He looked around again, trying to find any way in which the attack on Lautertal might succeed. Had he seen one, he would have ordered his men to keep trying: no war ever got won without casualties. But no war ever got won by throwing men into a meat grinder to no purpose, either. As far as he could see, that was all the Unkerlanters were doing here.
“Fall back!” he shouted. “Back to our own lines! We’ll take another blaze at these buggers later on.” He didn’t know whether the Unkerlanters would or not. He did know this attack had failed.
Getting away from Lautertal proved almost as expensive as assailing the place had been. The Algarvians, fortunately, could no more pursue than the Unkerlanters had been able to attack, but their egg-tossers punished the retreating soldiers all over again. Back at the soggy trenches from which they’d begun the assault on Lautertal, King Swemmel’s men reckoned up their losses. Leudast had seen worse, which was the most he could say.

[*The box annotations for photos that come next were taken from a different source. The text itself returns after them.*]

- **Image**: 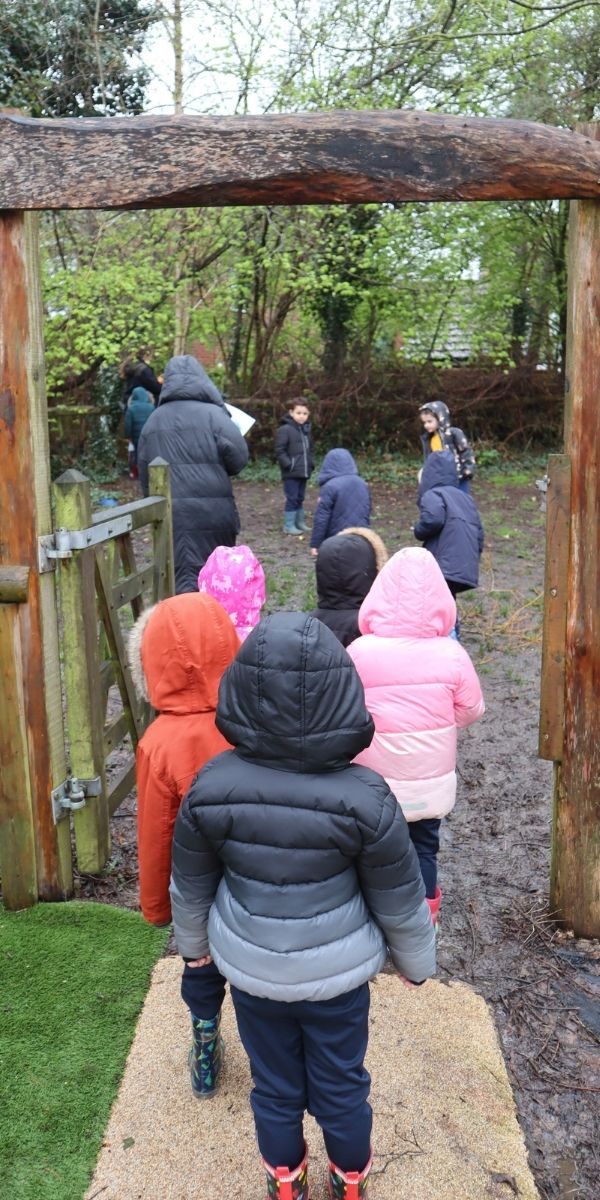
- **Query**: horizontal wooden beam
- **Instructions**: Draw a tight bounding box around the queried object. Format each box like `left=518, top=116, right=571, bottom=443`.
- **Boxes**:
left=0, top=112, right=600, bottom=209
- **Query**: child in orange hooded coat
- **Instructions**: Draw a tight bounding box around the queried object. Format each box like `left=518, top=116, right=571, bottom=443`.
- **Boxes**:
left=128, top=592, right=240, bottom=1098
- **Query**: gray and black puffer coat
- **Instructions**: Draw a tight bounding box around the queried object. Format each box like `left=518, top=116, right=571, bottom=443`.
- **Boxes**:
left=170, top=613, right=436, bottom=1001
left=419, top=400, right=476, bottom=480
left=138, top=354, right=248, bottom=593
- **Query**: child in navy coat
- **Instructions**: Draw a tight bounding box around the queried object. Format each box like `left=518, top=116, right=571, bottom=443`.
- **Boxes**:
left=311, top=446, right=371, bottom=554
left=414, top=450, right=484, bottom=634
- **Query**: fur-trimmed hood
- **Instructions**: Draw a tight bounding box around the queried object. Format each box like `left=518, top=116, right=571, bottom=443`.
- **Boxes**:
left=127, top=592, right=240, bottom=714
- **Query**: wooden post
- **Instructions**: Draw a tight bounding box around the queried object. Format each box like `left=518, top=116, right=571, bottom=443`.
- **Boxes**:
left=0, top=211, right=73, bottom=907
left=54, top=470, right=110, bottom=875
left=551, top=125, right=600, bottom=937
left=538, top=454, right=571, bottom=762
left=148, top=458, right=175, bottom=604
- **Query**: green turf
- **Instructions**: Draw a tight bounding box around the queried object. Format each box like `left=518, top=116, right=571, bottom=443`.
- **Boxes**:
left=0, top=901, right=167, bottom=1200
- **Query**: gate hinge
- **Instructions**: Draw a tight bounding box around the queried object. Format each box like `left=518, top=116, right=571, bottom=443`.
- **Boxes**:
left=50, top=775, right=102, bottom=824
left=37, top=514, right=133, bottom=575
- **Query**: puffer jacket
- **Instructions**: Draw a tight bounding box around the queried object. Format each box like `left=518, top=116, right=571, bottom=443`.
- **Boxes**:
left=311, top=446, right=371, bottom=550
left=275, top=413, right=314, bottom=479
left=348, top=547, right=485, bottom=821
left=419, top=400, right=476, bottom=480
left=128, top=592, right=240, bottom=925
left=125, top=388, right=154, bottom=446
left=170, top=613, right=434, bottom=1001
left=138, top=354, right=248, bottom=592
left=311, top=526, right=388, bottom=646
left=414, top=450, right=484, bottom=593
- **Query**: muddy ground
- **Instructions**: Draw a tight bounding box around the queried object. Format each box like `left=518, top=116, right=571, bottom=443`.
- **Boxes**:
left=79, top=467, right=600, bottom=1200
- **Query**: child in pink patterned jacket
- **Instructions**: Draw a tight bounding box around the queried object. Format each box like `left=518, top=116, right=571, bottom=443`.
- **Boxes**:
left=198, top=546, right=266, bottom=642
left=348, top=547, right=485, bottom=920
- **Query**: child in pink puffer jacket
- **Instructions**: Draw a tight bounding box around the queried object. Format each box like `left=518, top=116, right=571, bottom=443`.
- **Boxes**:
left=348, top=547, right=485, bottom=920
left=198, top=546, right=266, bottom=642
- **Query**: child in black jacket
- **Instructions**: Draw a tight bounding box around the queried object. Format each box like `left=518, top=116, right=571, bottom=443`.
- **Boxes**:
left=170, top=612, right=436, bottom=1200
left=414, top=450, right=484, bottom=636
left=275, top=400, right=314, bottom=534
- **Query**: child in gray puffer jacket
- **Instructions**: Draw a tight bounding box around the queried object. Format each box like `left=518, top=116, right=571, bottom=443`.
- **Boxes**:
left=170, top=613, right=436, bottom=1200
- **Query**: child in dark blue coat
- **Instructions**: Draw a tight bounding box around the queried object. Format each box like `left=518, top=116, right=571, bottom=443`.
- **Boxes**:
left=311, top=446, right=371, bottom=554
left=414, top=450, right=484, bottom=635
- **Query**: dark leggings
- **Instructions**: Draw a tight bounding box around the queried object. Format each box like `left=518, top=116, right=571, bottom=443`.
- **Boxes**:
left=408, top=817, right=442, bottom=900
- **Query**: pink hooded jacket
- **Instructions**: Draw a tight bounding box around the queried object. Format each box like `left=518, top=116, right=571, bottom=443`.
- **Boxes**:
left=198, top=546, right=265, bottom=642
left=348, top=547, right=485, bottom=821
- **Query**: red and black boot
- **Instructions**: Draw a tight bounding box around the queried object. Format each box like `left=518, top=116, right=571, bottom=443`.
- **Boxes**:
left=263, top=1144, right=308, bottom=1200
left=328, top=1151, right=373, bottom=1200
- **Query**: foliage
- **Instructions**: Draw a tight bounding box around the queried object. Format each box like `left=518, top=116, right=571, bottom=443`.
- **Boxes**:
left=0, top=0, right=157, bottom=116
left=0, top=901, right=167, bottom=1200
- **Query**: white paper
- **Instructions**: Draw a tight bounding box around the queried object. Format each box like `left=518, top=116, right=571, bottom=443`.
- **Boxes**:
left=226, top=403, right=257, bottom=437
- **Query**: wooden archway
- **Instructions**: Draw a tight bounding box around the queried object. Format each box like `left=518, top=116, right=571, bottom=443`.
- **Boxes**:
left=0, top=112, right=600, bottom=936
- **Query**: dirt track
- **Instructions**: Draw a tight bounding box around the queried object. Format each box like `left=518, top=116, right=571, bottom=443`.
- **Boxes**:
left=82, top=469, right=600, bottom=1200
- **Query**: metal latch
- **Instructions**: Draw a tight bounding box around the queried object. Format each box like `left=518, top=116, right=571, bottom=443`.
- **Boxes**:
left=37, top=514, right=133, bottom=575
left=50, top=775, right=102, bottom=824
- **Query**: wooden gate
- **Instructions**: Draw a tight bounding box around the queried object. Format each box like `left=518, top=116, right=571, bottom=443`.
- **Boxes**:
left=47, top=458, right=174, bottom=872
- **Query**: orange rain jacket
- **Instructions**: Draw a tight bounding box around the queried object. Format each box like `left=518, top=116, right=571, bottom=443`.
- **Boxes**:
left=130, top=592, right=240, bottom=925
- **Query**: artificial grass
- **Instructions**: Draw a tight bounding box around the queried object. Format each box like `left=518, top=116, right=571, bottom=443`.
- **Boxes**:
left=0, top=901, right=168, bottom=1200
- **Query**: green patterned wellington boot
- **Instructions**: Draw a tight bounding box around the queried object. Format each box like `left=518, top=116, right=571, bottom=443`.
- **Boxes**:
left=263, top=1142, right=308, bottom=1200
left=188, top=1013, right=223, bottom=1100
left=329, top=1151, right=373, bottom=1200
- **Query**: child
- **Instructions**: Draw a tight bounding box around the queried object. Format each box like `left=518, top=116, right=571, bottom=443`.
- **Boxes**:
left=311, top=448, right=371, bottom=554
left=125, top=388, right=154, bottom=479
left=170, top=612, right=436, bottom=1200
left=414, top=450, right=484, bottom=636
left=419, top=400, right=475, bottom=492
left=275, top=400, right=314, bottom=534
left=198, top=546, right=265, bottom=642
left=347, top=547, right=485, bottom=920
left=130, top=592, right=240, bottom=1098
left=311, top=527, right=388, bottom=646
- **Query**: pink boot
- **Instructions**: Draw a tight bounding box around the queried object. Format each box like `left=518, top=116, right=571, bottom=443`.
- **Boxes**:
left=328, top=1151, right=373, bottom=1200
left=263, top=1142, right=308, bottom=1200
left=427, top=887, right=442, bottom=925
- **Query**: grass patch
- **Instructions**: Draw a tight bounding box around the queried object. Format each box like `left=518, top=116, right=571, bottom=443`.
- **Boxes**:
left=0, top=901, right=167, bottom=1200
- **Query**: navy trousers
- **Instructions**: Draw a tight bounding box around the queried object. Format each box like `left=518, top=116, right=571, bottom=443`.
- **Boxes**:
left=181, top=962, right=227, bottom=1021
left=283, top=479, right=306, bottom=512
left=232, top=983, right=373, bottom=1171
left=408, top=817, right=442, bottom=900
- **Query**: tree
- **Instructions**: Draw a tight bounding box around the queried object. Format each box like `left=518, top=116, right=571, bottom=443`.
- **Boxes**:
left=0, top=0, right=157, bottom=116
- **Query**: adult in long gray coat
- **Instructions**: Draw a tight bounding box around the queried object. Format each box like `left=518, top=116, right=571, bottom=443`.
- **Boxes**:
left=138, top=354, right=248, bottom=593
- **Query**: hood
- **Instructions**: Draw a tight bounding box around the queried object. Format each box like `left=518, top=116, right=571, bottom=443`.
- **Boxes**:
left=128, top=592, right=240, bottom=714
left=319, top=446, right=359, bottom=484
left=419, top=400, right=450, bottom=437
left=198, top=546, right=266, bottom=640
left=418, top=450, right=460, bottom=500
left=216, top=612, right=374, bottom=772
left=359, top=547, right=456, bottom=637
left=130, top=388, right=154, bottom=408
left=158, top=354, right=227, bottom=412
left=317, top=526, right=388, bottom=608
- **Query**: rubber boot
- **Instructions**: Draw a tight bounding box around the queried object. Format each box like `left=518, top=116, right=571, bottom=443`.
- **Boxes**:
left=328, top=1151, right=373, bottom=1200
left=188, top=1013, right=223, bottom=1100
left=263, top=1142, right=308, bottom=1200
left=426, top=886, right=442, bottom=925
left=283, top=511, right=301, bottom=536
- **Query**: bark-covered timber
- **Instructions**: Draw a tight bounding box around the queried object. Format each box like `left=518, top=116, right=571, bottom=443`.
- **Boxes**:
left=550, top=125, right=600, bottom=937
left=0, top=112, right=600, bottom=209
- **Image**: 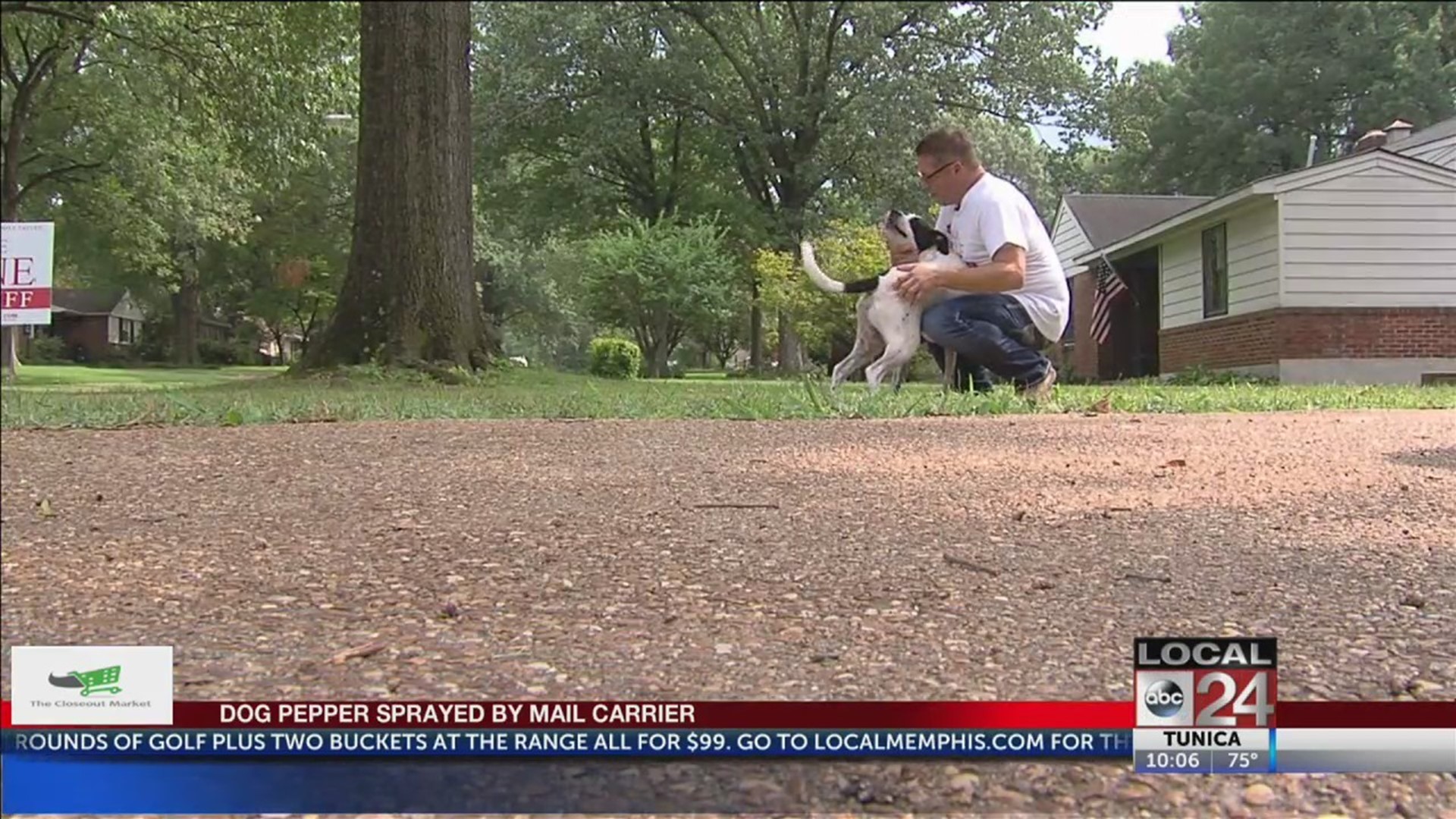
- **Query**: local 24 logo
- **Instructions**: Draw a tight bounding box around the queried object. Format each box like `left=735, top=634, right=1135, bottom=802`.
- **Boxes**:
left=1133, top=637, right=1279, bottom=729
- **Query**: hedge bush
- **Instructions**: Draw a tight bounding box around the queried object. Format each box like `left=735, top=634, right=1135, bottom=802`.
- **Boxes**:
left=588, top=337, right=642, bottom=379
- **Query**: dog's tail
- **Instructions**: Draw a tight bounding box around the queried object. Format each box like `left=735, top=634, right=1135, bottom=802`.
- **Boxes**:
left=799, top=242, right=880, bottom=293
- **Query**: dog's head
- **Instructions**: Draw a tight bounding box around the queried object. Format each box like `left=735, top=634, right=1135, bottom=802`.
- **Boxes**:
left=880, top=210, right=951, bottom=256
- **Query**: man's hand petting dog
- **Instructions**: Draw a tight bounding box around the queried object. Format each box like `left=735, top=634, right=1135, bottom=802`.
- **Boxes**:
left=894, top=261, right=975, bottom=303
left=894, top=262, right=945, bottom=305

“Who ordered the withdrawal?” Captain Hawart demanded.
“I did, sir,” Leudast answered, and wondered if an avalanche of official wrath would fall on his head.
But Hawart only nodded and said, “Good. You waited long enough.” Leudast let out a long, weary sigh of relief.
In all his years as a dragonflier, Count Sabrino had never faced such determined enemies in the air as the ones he met here in the land of the Ice People. Try as he would, he could not escape them. And all the wing he led suffered from their ferocious onslaughts.
He turned to Colonel Broumidis, who commanded the handful of Yaninan dragons on the austral continent. “Can we do nothing against them?” he cried out in torment. “Are we powerless?”
Broumidis’ shrug had none of the panache an Algarvian would have given it. The Yaninan officer, a short, skinny man with an enormous black mustache that didn’t suit his narrow face, seemed rather to be suggesting that fate had more to do with it than he did. All all he said was, “What can we do but endure?”
“Go mad?” Sabrino suggested, no more than a quarter in jest. He slapped, then cried out in triumph. “There’s one mosquito dead. That leaves only forty-eight billion, as near as I can reckon. The cursed things are eating me alive.”
Colonel Broumidis shrugged again. “It is spring on the austral continent,” he said, sounding even more doleful in his accented Algarvian than he would have in his own language. “All the bugs hatch out at once, and they are all hungry. What can we do but slap and light stinking candles and suffer?”
“I’d like to drop enough eggs on all the swamps to kill the wrigglers before they grow up, that’s what,” Sabrino said savagely. Broumidis raised a bushy black eyebrow and said nothing. Sabrino felt himself flush. He knew he’d been absurd. When the ice down here finally melted, half the countryside turned into a bog. And, as the Yaninan colonel had said, the bugs swarmed forth, intent on packing a year’s worth of life into the few weeks of mild weather the austral continent gave them.
Sabrino looked back over his shoulder at Heshbon, the Yaninan outpost he and his dragonfliers had to help protect.
“Cinnabar,” he muttered under his breath, making it into a curse.
“Aye, cinnabar,” Broumidis agreed, mournful still. “It draw warriors as amber draws feathers. Us, the Lagoans--may the powers below swallow those wide-arsed whoresons--and now you.”
“I would have been just as well pleased to stay on the other side of the Narrow Sea, I assure you,” Sabrino said.
Colonel Broumidis sent him a hurt look. The Yaninan’s large, dark, liquid eyes were made for such expressions. Sabrino sighed. He could have said a good deal more, but he didn’t want to offend his ally. Shouting,
“Well, we shall have to carry on the war as best we can.” Broumidis sighed, too. The Yaninans were hardly happier witJh the Algarvians than the other way round. They were a proud and touchy folk, and all the more touchy because of their failures in the field. Broumidis pointed. “Here comes the food for our dragons.”
Several camels bore panniers full of chunks of meat. The meat came from other camels; cutting them up struck Sabrino as the best thing that could happen to them. They were almost as disagreeable as dragons. Sabrino know no higher dispraise.